After ten years of German BigBrotherAwards, it is time to look back. Even though the topic now has a greater presence in society, many businesses and governments still engage in a huge data hoarding mania. Such as Berlin’s Local Organising Committee of the World Championships in Athletics, and many businesses. These activities also depend on German companies offering surveillance technologies for Internet and telephone networks. They all received a BigBrotherAward!
The BigBrotherAward in the “Sports” category goes to the Local Organising Committee of the 2009 World Championships in Athletics, Berlin. It is given for their forcing journalists to agree to a comprehensive check of their personal data by the security authorities. Barely disguised under a cloak named “security”, they have committed a serious offence against a fundamental value of the free state: the freedom of the press.
The BigBrotherAward 2009 in the “Workplace” category goes to all those consumed by the delusion that you will get productive and motivated staff if you subject them to comprehensive monitoring and make their performance measurable by numbers. As a representative and winner on points, farm machines manufacturer Claas Landmaschinen (internationally known as Claas Group) receives the award for the bugged harvesting machines.
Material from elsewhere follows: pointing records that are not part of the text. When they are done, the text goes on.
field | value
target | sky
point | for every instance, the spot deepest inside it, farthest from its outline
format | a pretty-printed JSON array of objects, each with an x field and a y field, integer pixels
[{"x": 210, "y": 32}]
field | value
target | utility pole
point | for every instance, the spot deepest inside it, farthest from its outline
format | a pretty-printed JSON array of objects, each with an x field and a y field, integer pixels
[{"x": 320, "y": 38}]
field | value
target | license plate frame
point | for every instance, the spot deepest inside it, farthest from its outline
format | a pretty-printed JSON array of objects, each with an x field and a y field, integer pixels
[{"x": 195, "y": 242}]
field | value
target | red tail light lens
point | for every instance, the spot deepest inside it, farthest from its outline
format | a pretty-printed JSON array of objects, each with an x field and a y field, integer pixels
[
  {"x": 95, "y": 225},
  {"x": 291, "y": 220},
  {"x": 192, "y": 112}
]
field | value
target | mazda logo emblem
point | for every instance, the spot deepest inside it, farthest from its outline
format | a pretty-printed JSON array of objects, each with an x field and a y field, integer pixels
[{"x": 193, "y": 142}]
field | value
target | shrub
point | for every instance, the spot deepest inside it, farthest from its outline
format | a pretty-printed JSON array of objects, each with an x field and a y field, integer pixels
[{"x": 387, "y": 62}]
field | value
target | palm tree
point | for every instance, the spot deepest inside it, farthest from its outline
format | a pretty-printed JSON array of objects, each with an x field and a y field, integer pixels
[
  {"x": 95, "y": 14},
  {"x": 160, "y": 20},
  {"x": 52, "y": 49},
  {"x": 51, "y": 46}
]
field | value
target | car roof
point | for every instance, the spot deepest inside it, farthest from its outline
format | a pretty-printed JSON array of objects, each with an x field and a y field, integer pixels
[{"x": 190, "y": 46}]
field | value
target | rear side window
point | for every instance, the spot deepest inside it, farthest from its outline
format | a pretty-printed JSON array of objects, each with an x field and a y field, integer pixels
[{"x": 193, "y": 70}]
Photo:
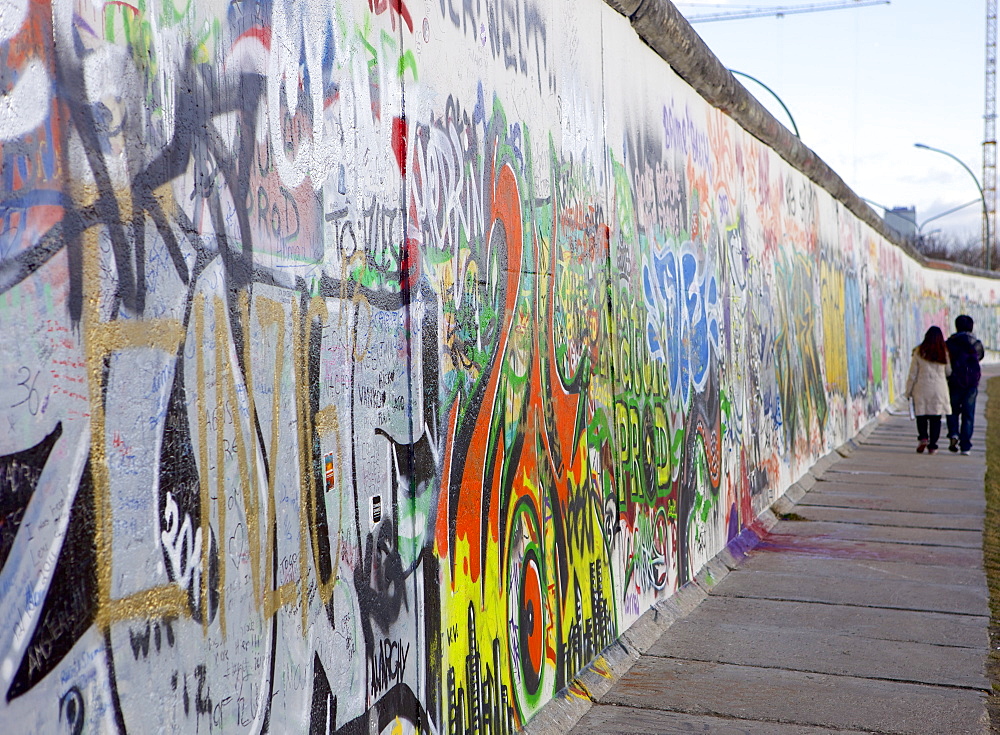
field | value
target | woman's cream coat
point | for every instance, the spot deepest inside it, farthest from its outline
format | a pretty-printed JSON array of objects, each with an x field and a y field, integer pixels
[{"x": 927, "y": 385}]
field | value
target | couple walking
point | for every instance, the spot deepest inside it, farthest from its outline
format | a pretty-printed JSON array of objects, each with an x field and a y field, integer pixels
[{"x": 944, "y": 379}]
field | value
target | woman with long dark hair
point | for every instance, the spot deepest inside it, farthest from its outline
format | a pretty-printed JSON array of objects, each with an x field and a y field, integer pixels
[{"x": 927, "y": 387}]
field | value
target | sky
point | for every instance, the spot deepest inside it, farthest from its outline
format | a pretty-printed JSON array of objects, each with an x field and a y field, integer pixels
[{"x": 864, "y": 84}]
The BigBrotherAward 2009 in the “Business” category is given to a handful of German companies that sell Internet and phone surveillance technology and earn good money that way, while preferring to stay unnoticed themselves.
More and more data is raised “incidentally”. Some could be avoided, but not all. We must think about rules that could make a digitally networked world worth living in – each one of us and most of all, all of us together. Because we do of course have something to hide and protect: our private sphere.
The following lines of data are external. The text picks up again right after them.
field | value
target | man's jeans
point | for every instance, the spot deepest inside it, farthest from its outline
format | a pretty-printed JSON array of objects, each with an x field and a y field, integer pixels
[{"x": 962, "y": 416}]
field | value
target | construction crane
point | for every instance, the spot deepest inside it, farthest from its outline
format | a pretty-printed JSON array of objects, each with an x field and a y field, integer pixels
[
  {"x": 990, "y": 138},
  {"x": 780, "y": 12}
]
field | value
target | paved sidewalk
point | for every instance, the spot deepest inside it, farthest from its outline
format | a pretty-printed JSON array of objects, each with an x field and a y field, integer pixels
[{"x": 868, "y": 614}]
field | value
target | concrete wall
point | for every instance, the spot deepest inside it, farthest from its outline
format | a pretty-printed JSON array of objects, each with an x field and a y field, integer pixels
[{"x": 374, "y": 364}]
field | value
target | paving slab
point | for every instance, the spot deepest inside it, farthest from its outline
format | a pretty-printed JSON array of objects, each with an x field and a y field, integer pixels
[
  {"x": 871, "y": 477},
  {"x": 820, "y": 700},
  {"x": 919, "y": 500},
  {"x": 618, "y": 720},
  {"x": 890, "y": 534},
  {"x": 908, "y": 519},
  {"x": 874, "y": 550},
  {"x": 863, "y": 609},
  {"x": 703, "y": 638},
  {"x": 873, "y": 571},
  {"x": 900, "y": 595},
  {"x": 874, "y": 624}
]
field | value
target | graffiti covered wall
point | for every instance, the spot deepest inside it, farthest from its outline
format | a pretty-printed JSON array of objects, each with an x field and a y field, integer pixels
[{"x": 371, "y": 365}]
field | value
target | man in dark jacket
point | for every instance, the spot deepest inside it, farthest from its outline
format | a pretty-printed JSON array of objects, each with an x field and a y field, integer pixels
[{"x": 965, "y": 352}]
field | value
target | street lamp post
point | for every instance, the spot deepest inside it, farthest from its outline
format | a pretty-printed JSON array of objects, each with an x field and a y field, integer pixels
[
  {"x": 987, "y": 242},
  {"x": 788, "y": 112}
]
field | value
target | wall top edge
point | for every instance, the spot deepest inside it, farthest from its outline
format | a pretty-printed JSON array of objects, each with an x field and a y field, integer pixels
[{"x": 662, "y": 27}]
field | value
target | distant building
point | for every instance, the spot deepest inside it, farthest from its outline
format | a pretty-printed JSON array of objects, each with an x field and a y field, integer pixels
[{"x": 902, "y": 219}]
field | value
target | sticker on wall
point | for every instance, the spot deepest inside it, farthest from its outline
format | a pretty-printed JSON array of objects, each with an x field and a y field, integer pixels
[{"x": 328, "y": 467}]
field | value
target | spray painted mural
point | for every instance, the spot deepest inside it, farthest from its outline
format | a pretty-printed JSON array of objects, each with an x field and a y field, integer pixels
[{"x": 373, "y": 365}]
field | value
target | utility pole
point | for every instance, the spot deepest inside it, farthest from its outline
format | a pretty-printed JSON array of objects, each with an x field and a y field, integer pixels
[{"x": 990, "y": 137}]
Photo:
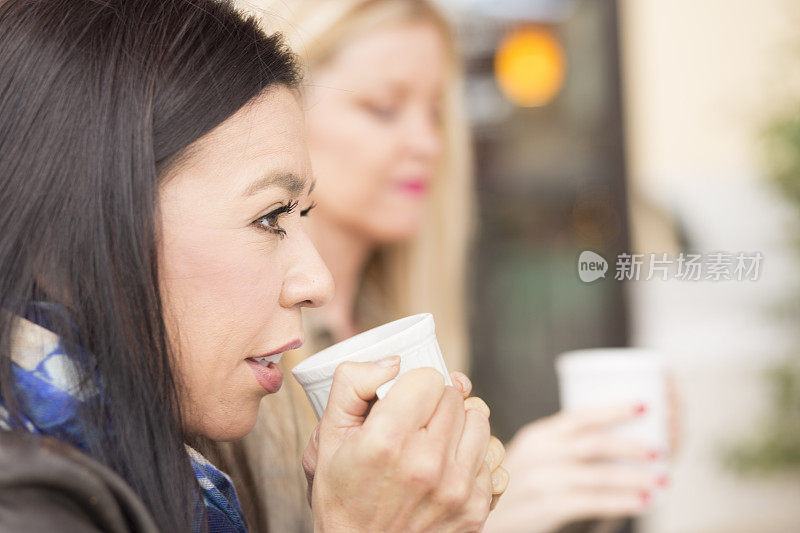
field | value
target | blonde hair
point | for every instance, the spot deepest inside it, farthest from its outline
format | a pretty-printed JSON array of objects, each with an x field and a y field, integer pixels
[{"x": 423, "y": 274}]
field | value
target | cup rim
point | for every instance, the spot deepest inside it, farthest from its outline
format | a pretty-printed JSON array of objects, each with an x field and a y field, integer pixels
[
  {"x": 608, "y": 359},
  {"x": 320, "y": 366}
]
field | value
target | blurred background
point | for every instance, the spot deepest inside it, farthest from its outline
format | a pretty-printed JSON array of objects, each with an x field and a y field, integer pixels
[{"x": 645, "y": 126}]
The BigBrotherAwards highlight privacy and data protection offenders in business and politics, they have consequently been called “Oscars for data leeches” by the French paper Le Monde. BigBrotherAwards are an international project. 19 countries have so far given these awards for dubious practices.
The German awards are organised and held by ► Digitalcourage. Among the co-organisers are the German Association for Data Protection (Deutsche Vereinigung für Datenschutz, DVD), International League for Human Rights and the Chaos Computer Club.